ASU statistician tapped to help strengthen forensic science
Connie Borror, a professor of statistics in Arizona State University’s New College of Interdisciplinary Arts and Sciences, has been selected by the National Institute of Standards and Technology (NIST) to serve on a group whose goal is to strengthen the field of forensic science through the identification and development of standards and guidelines.
New College is the core college on ASU’s West campus.
Borror teaches statistics courses for New College’s School of Mathematical and Natural Sciences, which offers bachelor's degrees in both statistics and forensics. She was appointed to the NIST-administered Organization of Scientific Area Committees and will serve on the Subcommittee on Toxicology.
This subcommittee will focus on standards and guidelines related to examination of body fluids or tissues for the presence and quantity of substances such as drugs or poisons in ante- or post-mortem casework. Evidence examples include those substances and metabolites following ingestion, and might include physiological specimens such as blood, urine, hair, teeth, bone, spinal fluid, and organ and muscle tissue.

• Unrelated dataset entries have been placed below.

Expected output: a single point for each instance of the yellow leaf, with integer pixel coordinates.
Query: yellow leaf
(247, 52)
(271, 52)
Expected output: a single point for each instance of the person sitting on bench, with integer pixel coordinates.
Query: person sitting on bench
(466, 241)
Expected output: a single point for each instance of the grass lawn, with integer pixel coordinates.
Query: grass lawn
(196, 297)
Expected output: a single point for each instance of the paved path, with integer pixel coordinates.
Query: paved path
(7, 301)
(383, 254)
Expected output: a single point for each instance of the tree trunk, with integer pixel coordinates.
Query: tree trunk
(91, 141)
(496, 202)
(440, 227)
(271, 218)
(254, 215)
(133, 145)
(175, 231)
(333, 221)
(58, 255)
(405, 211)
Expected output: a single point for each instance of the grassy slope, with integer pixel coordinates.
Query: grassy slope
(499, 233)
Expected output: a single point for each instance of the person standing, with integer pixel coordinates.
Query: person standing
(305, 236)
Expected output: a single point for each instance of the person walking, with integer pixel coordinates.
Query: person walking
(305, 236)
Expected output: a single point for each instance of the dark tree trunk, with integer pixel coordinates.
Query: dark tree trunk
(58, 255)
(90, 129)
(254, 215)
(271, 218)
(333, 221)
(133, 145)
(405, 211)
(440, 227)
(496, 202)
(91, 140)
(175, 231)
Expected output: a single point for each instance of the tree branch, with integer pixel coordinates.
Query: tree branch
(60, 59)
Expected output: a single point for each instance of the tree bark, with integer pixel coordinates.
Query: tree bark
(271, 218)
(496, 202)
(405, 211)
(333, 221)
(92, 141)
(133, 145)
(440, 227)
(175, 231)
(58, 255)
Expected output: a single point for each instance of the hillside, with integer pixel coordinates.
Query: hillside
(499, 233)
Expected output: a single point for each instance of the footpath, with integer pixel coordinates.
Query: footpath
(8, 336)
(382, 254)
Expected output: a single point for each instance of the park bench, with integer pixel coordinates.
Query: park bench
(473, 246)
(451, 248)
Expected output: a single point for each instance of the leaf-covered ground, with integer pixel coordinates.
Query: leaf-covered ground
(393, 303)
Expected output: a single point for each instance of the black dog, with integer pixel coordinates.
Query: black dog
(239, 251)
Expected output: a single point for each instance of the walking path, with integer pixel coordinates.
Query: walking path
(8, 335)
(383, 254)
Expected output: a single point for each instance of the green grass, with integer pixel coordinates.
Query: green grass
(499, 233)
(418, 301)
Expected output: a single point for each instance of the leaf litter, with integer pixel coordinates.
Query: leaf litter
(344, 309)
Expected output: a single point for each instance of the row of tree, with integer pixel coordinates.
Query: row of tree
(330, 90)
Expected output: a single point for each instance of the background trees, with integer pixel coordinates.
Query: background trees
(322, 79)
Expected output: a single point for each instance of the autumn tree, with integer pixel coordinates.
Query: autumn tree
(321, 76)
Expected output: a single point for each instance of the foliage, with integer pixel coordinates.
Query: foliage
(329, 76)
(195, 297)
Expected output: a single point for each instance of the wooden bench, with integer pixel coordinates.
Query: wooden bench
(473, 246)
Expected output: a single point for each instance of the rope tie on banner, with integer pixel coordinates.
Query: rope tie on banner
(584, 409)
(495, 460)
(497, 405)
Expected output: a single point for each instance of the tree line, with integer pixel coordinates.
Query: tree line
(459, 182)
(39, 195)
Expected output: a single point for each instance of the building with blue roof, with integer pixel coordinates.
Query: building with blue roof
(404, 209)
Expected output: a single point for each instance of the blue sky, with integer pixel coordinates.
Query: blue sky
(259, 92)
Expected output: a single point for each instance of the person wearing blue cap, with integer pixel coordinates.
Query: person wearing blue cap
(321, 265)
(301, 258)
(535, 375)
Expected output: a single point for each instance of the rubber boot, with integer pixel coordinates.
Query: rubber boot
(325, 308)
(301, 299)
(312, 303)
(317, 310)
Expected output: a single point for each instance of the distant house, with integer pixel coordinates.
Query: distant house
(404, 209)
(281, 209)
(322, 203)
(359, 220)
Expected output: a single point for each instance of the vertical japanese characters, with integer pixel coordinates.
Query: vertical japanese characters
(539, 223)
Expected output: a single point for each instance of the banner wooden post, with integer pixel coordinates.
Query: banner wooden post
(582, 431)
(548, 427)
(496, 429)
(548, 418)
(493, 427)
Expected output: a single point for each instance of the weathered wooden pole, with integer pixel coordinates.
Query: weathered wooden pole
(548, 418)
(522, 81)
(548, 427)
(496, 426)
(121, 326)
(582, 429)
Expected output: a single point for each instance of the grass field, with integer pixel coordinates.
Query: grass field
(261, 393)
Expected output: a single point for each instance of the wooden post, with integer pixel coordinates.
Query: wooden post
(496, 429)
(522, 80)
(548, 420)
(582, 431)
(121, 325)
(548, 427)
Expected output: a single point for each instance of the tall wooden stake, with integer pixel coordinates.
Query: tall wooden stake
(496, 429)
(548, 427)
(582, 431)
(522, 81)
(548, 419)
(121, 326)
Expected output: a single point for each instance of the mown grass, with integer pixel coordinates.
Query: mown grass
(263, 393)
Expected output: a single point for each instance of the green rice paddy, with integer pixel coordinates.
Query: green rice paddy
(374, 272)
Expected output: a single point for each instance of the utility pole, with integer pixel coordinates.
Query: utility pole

“A 2009 report by a committee of the National Research Council pointed out the need for improved standards for forensic science and improved analysis of forensic data,” said Roger Berger, director of the School of Mathematical and Natural Sciences. “Statisticians like Dr. Borror can provide valuable assistance in both of these areas. I am sure Connie’s input will be invaluable to this toxicology group.”
“Only 402 individuals were selected as members of NIST’s forensic science standards committees, and I’m so proud that Dr. Borror is one of those experts,” said Kimberly Kobojek, faculty director of New College’s forensics degree program. “Her expertise in statistics will be invaluable to the toxicology subcommittee. It is of great value to ASU and the forensics program to have such a representative on the ground-floor of the work that NIST is doing with the forensic sciences. Dr. Borror’s appointment further attests to the national recognition that ASU’s New College and the forensics program are receiving.”
Borror was chosen as one of fewer than 25 statisticians among the members in all of the Organization of Scientific Area Committees subcommittees, which include forensic science practitioners and administrators, researchers, professional association representatives and industry representatives. Statisticians have a vital role to play in elevating forensic standards, she said.
“Variability exists everywhere and must be quantified,” Borror explained. “Statisticians can aid experts in forensic science with activities such as designing experiments and quantifying uncertainty, for example, to better understand what variability is natural and what is not.”
The first meeting of the Toxicology Subcommittee will be held in January 2015, in Norman, Oklahoma. “I hope to be able to contribute, given my research in areas including experimental design, quality control and measurement systems analysis,” Borror said.
Borror is a fellow of the American Statistical Association and the American Society for Quality. She has published more than 70 peer-reviewed journal articles and co-authored two books. Borror is a past editor of the professional journal Quality Engineering, serving as the publication’s first female editor.
“Connie is typical of New College faculty members who are known and respected nationally for their contributions to a range of fields,” Berger said.
“Improvement of the nation’s forensics practices requires the collaborations of scientists from many disciplines, as well as collaborations from other disciplines, such as the law,” Berger said. “In our School of Mathematical and Natural Sciences, we offer degrees in both forensics and statistics. This proximity fosters collaborations between faculty and students from these different disciplines. Dr. Borror’s appointment to this committee is just one example of the fruits of these collaborations.”
The bachelor of science degree in forensics was added in 2013 at ASU’s West campus and has quickly become one of New College’s most popular programs. The degree is designed to produce graduates who are prepared for careers in forensics laboratories, and in the research and development of new technologies in the field. Career opportunities include employment in crime laboratories, police departments, government agencies, law firms, insurance companies, hospitals and consulting firms. Graduates may also have an interest in pursuing advanced degrees in the sciences or law.
New College’s bachelor of science in statistics is the only bachelor’s degree in the state of Arizona focused exclusively on statistics. Students in this major receive training in the latest statistical techniques using professional statistical software. They study the related areas of mathematics and computing, as well as a focus area chosen by the student. Statistics majors complete a senior project with an external agency. Graduates are well-prepared for employment or graduate studies.